UI Chicago computer-science prof from Urbana wins $500,000 award

UI Chicago computer-science prof from Urbana wins $500,000 award

Urbana High School graduate Brian Ziebart, now an assistant professor of computer science at the University of Illinois Chicago, has received a $500,000 National Science Foundation CAREER award, the agency's top award for young researchers.

The award will go toward his research to develop better computer algorithms that could make autonomous vehicles safer and improve other applications in health care, financial market stability and safety, according to a UI release.

Ziebart works on "structured prediction tasks" — those that require the joint prediction of many related variables.
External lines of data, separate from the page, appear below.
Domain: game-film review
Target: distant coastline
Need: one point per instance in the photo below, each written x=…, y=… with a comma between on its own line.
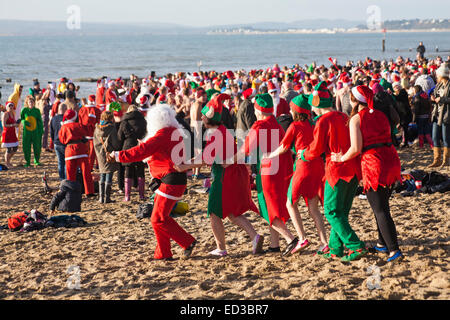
x=321, y=31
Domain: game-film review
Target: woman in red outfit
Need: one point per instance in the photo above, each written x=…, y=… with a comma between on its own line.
x=308, y=178
x=380, y=164
x=159, y=148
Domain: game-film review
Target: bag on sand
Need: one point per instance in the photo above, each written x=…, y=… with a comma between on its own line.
x=144, y=210
x=16, y=221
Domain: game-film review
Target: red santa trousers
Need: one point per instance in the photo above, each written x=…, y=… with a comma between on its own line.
x=164, y=226
x=71, y=173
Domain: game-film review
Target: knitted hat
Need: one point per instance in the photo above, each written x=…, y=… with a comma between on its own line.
x=320, y=98
x=213, y=109
x=443, y=71
x=248, y=93
x=264, y=103
x=69, y=116
x=300, y=104
x=363, y=94
x=8, y=103
x=210, y=93
x=91, y=100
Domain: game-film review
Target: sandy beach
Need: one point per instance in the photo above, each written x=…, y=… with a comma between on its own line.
x=113, y=253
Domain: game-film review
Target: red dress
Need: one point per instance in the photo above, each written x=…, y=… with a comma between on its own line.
x=230, y=192
x=380, y=165
x=308, y=180
x=9, y=137
x=274, y=175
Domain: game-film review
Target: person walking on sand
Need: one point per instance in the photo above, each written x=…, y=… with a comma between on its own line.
x=73, y=135
x=9, y=137
x=273, y=175
x=32, y=131
x=370, y=136
x=105, y=140
x=331, y=134
x=230, y=194
x=307, y=181
x=158, y=147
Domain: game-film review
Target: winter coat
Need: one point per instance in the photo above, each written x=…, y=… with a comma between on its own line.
x=68, y=198
x=441, y=110
x=403, y=108
x=132, y=127
x=108, y=135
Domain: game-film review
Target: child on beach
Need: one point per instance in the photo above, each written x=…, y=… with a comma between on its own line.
x=105, y=141
x=230, y=194
x=307, y=180
x=9, y=137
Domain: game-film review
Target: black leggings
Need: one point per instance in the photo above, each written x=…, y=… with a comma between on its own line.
x=135, y=170
x=379, y=201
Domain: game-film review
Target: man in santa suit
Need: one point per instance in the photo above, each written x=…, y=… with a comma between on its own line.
x=89, y=116
x=73, y=135
x=163, y=141
x=100, y=95
x=110, y=94
x=280, y=105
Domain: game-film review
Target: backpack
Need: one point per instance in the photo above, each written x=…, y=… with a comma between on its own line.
x=144, y=210
x=16, y=221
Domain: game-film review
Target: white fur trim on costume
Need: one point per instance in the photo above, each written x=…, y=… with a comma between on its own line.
x=77, y=157
x=168, y=196
x=358, y=95
x=161, y=116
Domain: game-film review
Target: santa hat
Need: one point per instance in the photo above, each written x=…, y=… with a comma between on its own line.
x=213, y=110
x=91, y=100
x=363, y=94
x=264, y=103
x=320, y=98
x=69, y=116
x=298, y=87
x=346, y=80
x=271, y=86
x=248, y=93
x=300, y=104
x=8, y=103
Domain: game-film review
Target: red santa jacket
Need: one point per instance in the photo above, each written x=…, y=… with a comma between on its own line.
x=100, y=98
x=71, y=135
x=331, y=134
x=89, y=116
x=282, y=108
x=159, y=151
x=110, y=96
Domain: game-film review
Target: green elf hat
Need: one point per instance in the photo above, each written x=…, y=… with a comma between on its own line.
x=210, y=93
x=213, y=109
x=300, y=104
x=264, y=103
x=320, y=98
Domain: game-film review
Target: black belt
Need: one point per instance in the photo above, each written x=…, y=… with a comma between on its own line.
x=174, y=179
x=376, y=145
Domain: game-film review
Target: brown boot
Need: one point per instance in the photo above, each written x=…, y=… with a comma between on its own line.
x=436, y=158
x=446, y=158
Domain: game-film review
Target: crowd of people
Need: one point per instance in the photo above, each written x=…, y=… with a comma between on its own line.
x=326, y=129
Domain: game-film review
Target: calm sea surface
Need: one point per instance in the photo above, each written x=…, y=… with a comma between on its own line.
x=50, y=58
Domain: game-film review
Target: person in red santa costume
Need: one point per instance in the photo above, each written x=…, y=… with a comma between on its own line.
x=100, y=95
x=73, y=135
x=89, y=116
x=163, y=140
x=280, y=105
x=110, y=94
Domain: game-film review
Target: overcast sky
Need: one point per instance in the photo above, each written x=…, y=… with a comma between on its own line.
x=213, y=12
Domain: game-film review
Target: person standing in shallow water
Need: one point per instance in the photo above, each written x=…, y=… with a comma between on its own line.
x=230, y=194
x=370, y=136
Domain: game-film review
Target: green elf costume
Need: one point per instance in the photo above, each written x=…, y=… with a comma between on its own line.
x=332, y=135
x=33, y=129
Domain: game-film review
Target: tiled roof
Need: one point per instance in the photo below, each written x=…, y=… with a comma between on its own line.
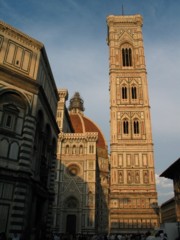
x=82, y=124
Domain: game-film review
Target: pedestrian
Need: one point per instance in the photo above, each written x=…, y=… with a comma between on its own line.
x=15, y=236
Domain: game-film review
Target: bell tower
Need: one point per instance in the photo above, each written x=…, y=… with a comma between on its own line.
x=133, y=198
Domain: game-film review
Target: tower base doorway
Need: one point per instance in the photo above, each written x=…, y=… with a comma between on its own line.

For example, an autonomous vehicle's lane-change decision may depend on its estimates for position and velocity of nearby vehicles, road conditions and other potential obstacles.

Such a vehicle, Ziebart said, is trying to generalize from limited previous experience for machine learning, similar to the way Amazon's "Alexa" seeks to quickly learn its users' intentions and preferences.

"One way to do it is to make worst-case assumptions about what you don't know," he said.

His team uses optimization theory, in which the computer compares solutions until a satisfactory outcome is found. They also use game theory to construct "prediction paths" to make it efficient for real-time applications, he said.

After graduating from Urbana High in 2004, Ziebart received his undergraduate degree in computer engineering with highest honors from the UI's Urbana campus. He then earned a master's degree in machine learning and a doctorate in knowledge discovery and data mining from Carnegie Mellon University. After postdoctoral research at Carnegie Mellon's Human-Computer Interaction Institute and Robotics Institute he joined the UI Chicago computer science faculty in 2012.